I use a paint brush the right width for the spool. I also bring the wire out through a tiny hole made with a needle. No more birds nests.


----------



## xphoney (Nov 7, 2014)

My-smokepole said:


> I moved away from eyelets. An use a 1/4 long staple for upholstery work.


We also use staples. The shortest basic staple I can get. Simple and cheap.


----------



## rolftonbees (Jul 10, 2014)

I did the wiring thing last year. I ended up compromising between not wiring and fully wiring by using an X pattern.
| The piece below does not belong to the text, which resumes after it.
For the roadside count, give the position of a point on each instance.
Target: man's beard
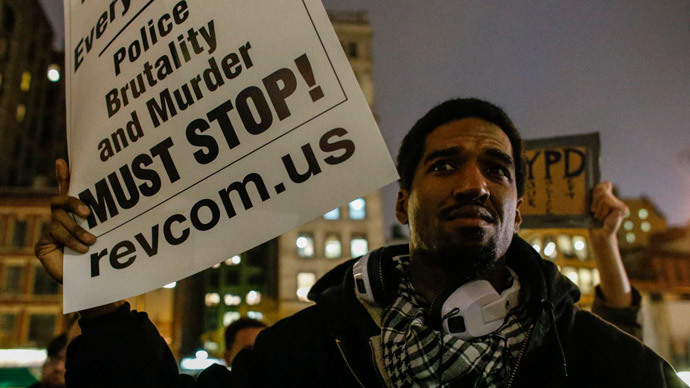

I was able to keep things tight enough with a simple X. These did better than no wire. 

This year, I am using a mix of plastic foundation that was given to me, last years extra deep comb that was honey storage, and new foundation with only vertical crimped wires.


----------



## psfred (Jul 16, 2011)

I will be wiring lots of frames for the next couple months -- 8 mediums worth at least, not including what I may need to do for friends. It's not all that bad, look at is as a sort of Zen thing.

And I may be able to rope my buddy in, it's a blast to make frames and wire them in the evening down in the basement. Much more fun than doing it alone, and much more productive. If you can get three people you can make, wire, and put foundation in a lot of frames in a few hours.

Peter


----------



## rolftonbees (Jul 10, 2014)

Okay, that jig is nice. I think I will need to have one of those before wiring again.


----------



## jbeshearse (Oct 7, 2009)

psfred said:


> I will be wiring lots of frames for the next couple months -- 8 mediums worth at least, not including what I may need to do for friends. It's not all that bad, look at is as a sort of Zen thing.
> 
> And I may be able to rope my buddy in, it's a blast to make frames and wire them in the evening down in the basement. Much more fun than doing it alone, and much more productive. If you can get three people you can make, wire, and put foundation in a lot of frames in a few hours.
> 
> Peter


Why are you wiring mediums? I do not think that is necessary. Deeps yes, mediums, no. 

Jeb


----------



## Ravenseye (Apr 2, 2006)

jbeshearse said:


> Why are you wiring mediums? I do not think that is necessary. Deeps yes, mediums, no.
> 
> Jeb


For me, it's the opposite. When I used deeps, I didn't wire them because I wasn't going to extract deep frames. I wired the mediums because they were honey supers which were going to go into the extractor.


----------



## jbeshearse (Oct 7, 2009)

Ravenseye said:


> For me, it's the opposite. When I used deeps, I didn't wire them because I wasn't going to extract deep frames. I wired the mediums because they were honey supers which were going to go into the extractor.


I extract my mediums also (20 frame Dadant radial). I have only lost one or two frames over the times I have been using it and I do not cross wire. This past year I started a bunch of new frames with thin surplus. I will be ectracting some of them later this month, I will check back in and let this thread know if I have comb failures during the process. That assumes I don't use it all for chunk honey.

Jeb


----------



## psfred (Jul 16, 2011)

Jeb:

All the foundation I've used has a residual curve to it from the crimped wire being wound on spools, and even mediums can curve quite a bit when they are not drawn instantly.

I'm using narrow frames in the brood nest, there isn't room for a quarter inch of warp in the foundatin, so I wire. Usually get very nice, even flat brood comb.

I wire shallows too, because we usually use a tangential extractor and blown out frames are a big mess.

Peter


----------